Some companies find themselves named in nearly every asbestos case without regard to the plaintiff’s exposure history. For example, in Madison County, Illinois, near St. Louis, “one company has been sued by the same law firm over 400 times . . . even though there were actual allegations against that defendant in only 4 cases….” In some cases, complaints appear to have been recycled from earlier cases or based on a general template.
Defendant companies can spend thousands of dollars in defense costs to be released from cases in which there was never proof of exposure. Litigation costs start on day one and may continue for years until an erroneously named defendant is dismissed. Commentators have also explained that frequently over-named defendants could have difficulty attracting investors: “Imagine trying to sell a company and explain that, while past experience indicates that the current docket will eventually be dismissed without payment, more filings are expected…. The cautious buyer simply looks elsewhere.”
Over-naming has contributed to some bankruptcies. For example, in the January 2020 bankruptcy filing of DBMP LLC, the holding company for the legacy asbestos liabilities of CertainTeed, DBMP notes that more than half of “claims filed against [CertainTeed] after 2001 were dismissed—usually because the plaintiff could provide no evidence of exposure to a [CertainTeed] asbestos containing product.” According to ON Marine, another company that filed bankruptcy related to asbestos liabilities in 2020, 95% of the over 182,000 asbestos personal injury claims filed against it were dismissed without payment to a plaintiff.
Texas
Civil justice reforms enacted years ago in Texas lowered the number of asbestos case filings, particularly by unimpaired claimants, but over-naming remains a problem. An analysis by the U.S. Chamber Institute for Legal Reform in 2021 looked at a sample (20%) of the almost 170 asbestos cases filed in Texas from 2015-2020. The data revealed 1,048 named defendants, including approximately 428 different companies. The average case filed in 2019, the last full year for which data was available, had 43 defendants. Some cases had more defendants. For example, the Robert Jenkins case filed in April of 2019 had 84 defendants. Small and mid-sized businesses are most likely to be over-named defendants.
High dismissal rates confirm the over-naming problem. Almost half (47%) of the companies named in the sampled Texas asbestos cases were dismissed without payment. At least 170 companies in the random case sample were dismissed from every asbestos case in which they were named.

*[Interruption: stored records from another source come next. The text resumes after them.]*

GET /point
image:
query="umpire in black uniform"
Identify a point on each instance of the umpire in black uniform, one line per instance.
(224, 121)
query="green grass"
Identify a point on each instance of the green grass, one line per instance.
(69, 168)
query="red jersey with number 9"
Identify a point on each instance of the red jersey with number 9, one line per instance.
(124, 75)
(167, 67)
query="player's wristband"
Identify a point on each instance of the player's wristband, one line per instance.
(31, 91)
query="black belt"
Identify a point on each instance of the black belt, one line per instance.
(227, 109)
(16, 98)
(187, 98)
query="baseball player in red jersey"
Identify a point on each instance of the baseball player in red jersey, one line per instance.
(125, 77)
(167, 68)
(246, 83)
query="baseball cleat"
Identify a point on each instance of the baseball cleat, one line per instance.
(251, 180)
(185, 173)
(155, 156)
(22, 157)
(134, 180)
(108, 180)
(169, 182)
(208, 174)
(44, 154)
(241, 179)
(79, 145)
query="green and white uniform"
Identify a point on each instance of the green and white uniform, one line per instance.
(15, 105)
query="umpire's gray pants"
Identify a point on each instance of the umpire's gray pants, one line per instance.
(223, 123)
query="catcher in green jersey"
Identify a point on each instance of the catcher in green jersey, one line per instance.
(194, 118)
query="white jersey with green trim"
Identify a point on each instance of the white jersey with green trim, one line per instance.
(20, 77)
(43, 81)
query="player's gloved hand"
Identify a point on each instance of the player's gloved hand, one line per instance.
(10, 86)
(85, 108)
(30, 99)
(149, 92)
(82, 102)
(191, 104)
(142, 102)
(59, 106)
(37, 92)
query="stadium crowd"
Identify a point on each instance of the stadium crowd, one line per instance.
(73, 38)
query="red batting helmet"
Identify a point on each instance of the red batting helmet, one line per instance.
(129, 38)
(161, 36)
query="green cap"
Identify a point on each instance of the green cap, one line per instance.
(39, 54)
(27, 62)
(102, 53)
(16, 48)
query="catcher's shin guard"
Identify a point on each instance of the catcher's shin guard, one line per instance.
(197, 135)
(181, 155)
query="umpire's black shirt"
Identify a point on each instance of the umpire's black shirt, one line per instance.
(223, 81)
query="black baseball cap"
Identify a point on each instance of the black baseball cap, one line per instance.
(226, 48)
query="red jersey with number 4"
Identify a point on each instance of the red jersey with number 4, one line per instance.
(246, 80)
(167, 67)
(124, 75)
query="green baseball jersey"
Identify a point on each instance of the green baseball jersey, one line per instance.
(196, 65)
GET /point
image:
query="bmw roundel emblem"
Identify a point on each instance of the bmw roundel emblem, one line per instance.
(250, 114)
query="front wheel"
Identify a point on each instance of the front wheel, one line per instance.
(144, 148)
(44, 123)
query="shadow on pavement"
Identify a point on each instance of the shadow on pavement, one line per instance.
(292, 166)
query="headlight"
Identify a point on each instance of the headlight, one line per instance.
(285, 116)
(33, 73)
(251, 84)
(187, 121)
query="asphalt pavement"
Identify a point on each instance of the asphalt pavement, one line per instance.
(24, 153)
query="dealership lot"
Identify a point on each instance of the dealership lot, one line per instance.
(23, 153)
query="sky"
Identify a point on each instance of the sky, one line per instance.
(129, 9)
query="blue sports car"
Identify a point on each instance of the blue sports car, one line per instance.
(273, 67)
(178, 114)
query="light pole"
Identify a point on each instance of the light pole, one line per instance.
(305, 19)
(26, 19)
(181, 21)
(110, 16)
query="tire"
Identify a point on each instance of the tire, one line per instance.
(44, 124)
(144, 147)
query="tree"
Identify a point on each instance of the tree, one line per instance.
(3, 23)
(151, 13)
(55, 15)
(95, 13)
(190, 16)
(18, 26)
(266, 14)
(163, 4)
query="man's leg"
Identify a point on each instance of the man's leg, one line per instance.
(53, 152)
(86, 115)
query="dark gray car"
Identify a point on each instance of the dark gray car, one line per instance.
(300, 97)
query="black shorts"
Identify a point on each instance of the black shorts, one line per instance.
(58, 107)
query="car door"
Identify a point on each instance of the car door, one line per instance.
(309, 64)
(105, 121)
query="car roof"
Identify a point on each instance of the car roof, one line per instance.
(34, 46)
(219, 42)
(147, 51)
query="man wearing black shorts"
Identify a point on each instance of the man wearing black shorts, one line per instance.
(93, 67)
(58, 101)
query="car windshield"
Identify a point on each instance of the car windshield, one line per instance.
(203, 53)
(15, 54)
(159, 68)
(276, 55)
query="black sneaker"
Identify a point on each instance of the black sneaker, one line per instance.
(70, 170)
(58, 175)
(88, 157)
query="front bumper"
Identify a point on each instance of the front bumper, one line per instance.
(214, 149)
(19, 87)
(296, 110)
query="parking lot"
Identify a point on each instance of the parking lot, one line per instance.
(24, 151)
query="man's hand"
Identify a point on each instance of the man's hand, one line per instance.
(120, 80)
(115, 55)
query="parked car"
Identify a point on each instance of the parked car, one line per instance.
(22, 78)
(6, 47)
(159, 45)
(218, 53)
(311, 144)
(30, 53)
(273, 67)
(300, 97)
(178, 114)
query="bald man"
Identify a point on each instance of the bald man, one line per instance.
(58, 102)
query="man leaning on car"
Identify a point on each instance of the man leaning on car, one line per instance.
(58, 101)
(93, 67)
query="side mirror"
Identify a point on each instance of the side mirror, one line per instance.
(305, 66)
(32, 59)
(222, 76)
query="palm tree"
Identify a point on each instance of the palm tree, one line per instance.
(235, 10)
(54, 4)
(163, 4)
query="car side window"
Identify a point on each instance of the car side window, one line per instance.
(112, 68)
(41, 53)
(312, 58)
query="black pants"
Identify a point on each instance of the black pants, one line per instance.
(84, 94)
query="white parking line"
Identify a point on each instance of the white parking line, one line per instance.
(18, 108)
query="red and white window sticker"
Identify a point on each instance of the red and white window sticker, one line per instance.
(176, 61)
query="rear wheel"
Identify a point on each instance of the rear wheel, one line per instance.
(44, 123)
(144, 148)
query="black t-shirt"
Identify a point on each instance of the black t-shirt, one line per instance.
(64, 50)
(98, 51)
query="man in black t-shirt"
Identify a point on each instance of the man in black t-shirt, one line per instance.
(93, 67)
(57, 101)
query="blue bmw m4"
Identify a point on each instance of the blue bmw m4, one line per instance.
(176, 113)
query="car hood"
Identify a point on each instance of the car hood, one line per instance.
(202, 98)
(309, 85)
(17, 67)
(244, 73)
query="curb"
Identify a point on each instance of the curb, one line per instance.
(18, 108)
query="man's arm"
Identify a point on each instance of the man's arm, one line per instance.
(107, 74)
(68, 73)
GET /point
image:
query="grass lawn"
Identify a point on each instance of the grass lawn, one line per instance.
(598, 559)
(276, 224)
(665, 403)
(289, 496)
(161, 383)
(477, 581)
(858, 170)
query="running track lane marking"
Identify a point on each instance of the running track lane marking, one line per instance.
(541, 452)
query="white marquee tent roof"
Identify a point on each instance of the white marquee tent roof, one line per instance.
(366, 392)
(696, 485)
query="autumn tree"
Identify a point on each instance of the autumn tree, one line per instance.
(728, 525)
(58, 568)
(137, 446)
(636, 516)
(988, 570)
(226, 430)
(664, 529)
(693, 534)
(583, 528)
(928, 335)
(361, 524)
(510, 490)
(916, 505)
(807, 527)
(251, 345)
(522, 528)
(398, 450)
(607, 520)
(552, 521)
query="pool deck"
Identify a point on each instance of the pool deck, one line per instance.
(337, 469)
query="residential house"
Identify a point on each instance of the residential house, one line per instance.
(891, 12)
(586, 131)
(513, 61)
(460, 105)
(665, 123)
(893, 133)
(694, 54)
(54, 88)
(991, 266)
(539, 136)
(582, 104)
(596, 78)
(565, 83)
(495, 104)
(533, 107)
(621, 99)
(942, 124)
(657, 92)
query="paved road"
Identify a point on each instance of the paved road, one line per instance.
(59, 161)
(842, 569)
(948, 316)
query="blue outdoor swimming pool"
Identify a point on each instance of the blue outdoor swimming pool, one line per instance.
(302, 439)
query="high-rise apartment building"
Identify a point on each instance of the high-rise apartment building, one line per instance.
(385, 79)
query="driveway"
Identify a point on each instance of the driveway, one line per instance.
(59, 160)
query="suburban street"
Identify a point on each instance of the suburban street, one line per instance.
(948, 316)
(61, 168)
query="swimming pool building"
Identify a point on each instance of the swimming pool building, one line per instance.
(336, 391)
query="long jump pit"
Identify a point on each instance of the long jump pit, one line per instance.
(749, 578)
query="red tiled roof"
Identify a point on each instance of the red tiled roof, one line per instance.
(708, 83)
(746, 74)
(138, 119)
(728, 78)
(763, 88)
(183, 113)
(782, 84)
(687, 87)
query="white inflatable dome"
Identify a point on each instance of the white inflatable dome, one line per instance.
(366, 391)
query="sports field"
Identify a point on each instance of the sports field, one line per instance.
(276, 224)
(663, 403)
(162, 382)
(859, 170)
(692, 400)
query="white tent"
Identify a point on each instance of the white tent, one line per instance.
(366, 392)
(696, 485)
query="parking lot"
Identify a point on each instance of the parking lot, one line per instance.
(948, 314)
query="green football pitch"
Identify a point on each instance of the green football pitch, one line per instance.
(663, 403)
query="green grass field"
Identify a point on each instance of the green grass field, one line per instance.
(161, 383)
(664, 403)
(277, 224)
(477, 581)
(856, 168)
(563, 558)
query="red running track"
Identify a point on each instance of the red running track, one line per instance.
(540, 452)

Some more recent asbestos complaints filed in Harris County contain a shocking number of defendants. For example, among 2024 filings, the Vernon Shafer case listed 162 defendants, the James Johnson case listed 131 defendants, and the Ronald Ross case listed 116 defendants. Among 2023 filings, the Roy Kolojaco case listed 336 defendants, the Linda Hargrave case listed 250 defendants, and the Raymond Jones case listed 144 defendants. The Jesse McAdams case filed in 2022 listed 103 defendants. History suggests that most of these defendants will be dismissed in time because the claims against them are unsupported.
Require Disclosure
So far, eight states—Arizona, Alabama, Iowa, North Dakota, Ohio, Tennessee, Utah, and West Virginia—have enacted laws to curb over-naming in asbestos cases by requiring a plaintiff to disclose a plaintiff’s exposures to asbestos and their connection to each defendant. In these states, if the plaintiff fails to identify any connection with a particular defendant, that defendant is able to obtain an early dismissal. This approach reduces wasteful spending by over-named defendants. Dismissal of an over-named defendant is without prejudice, allowing the plaintiff to refile the claim if the plaintiff can show a connection to the dismissed defendant. Texas should adopt similar legislation.